One of the things that makes it really difficult to deal with dysthymia when you’re married to someone with depression is that it’s often difficult to tell when your reactions are due to your own condition, or in reaction to what the other is doing to you. (If one’s spouse suddenly decides to go off their meds for a month and a half, and that ends up being the worst 6 weeks of your marriage, it’s hard to tell who’s to blame.)
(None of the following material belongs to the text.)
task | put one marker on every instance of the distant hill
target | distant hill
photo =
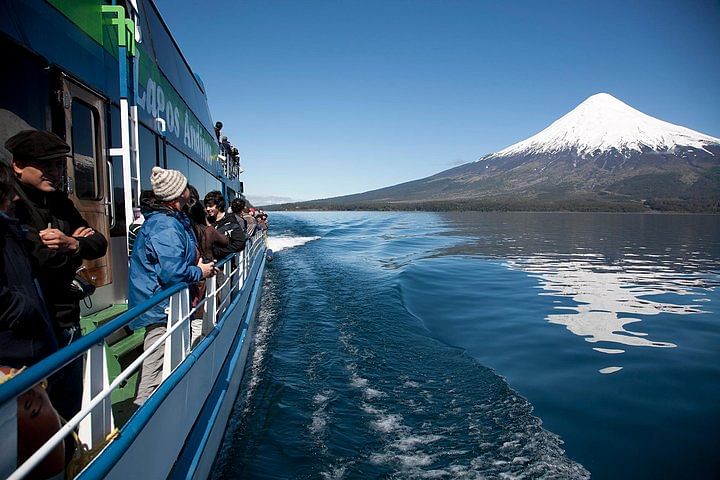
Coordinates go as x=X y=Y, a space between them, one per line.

When I told HR and my supervisors that I was on meds now, and that my depression was a thing, they didn’t take me off probation or make allowances per the Americans with Disabilities act. I didn’t last much longer there. I think some bridges got burned. I thought maybe if I put my “disability” on later job applications maybe I’d get the understanding I needed… Probably not.

I read C.S. Lewis’s Surprised by Joy but wasn’t surprised. I read Piper’s The Legacy of Sovereign Joy. That was probably a life-changing book. But I don’t think I got any actual “joy” out of it, though I got the sovereignty part. What did help was the idea that it wasn’t my fault that I didn’t have joy; if I was ever going to get it, it would have to be thrust on me from a higher power.

If I were still a Christian I would be a Calvinist: our accountability is not dependent upon any notion of free will, but is a judgment deserved on us through the doctrine of original sin. The secular application of that is that our thoughts are not our own, but are a product of our genes and our physical brain and all the activity and chemistry going on there. Cause and effect. If you had scanners powerful enough you could actually look at my head and see the problem.

Your mental state is a product of your physical brain and its chemistry, not of your supposed immaterial soul. For that matter, anything we do is directly caused by our brains (see Sam Harris, Free Will) and maybe therefore a judgment of works makes no sense at all.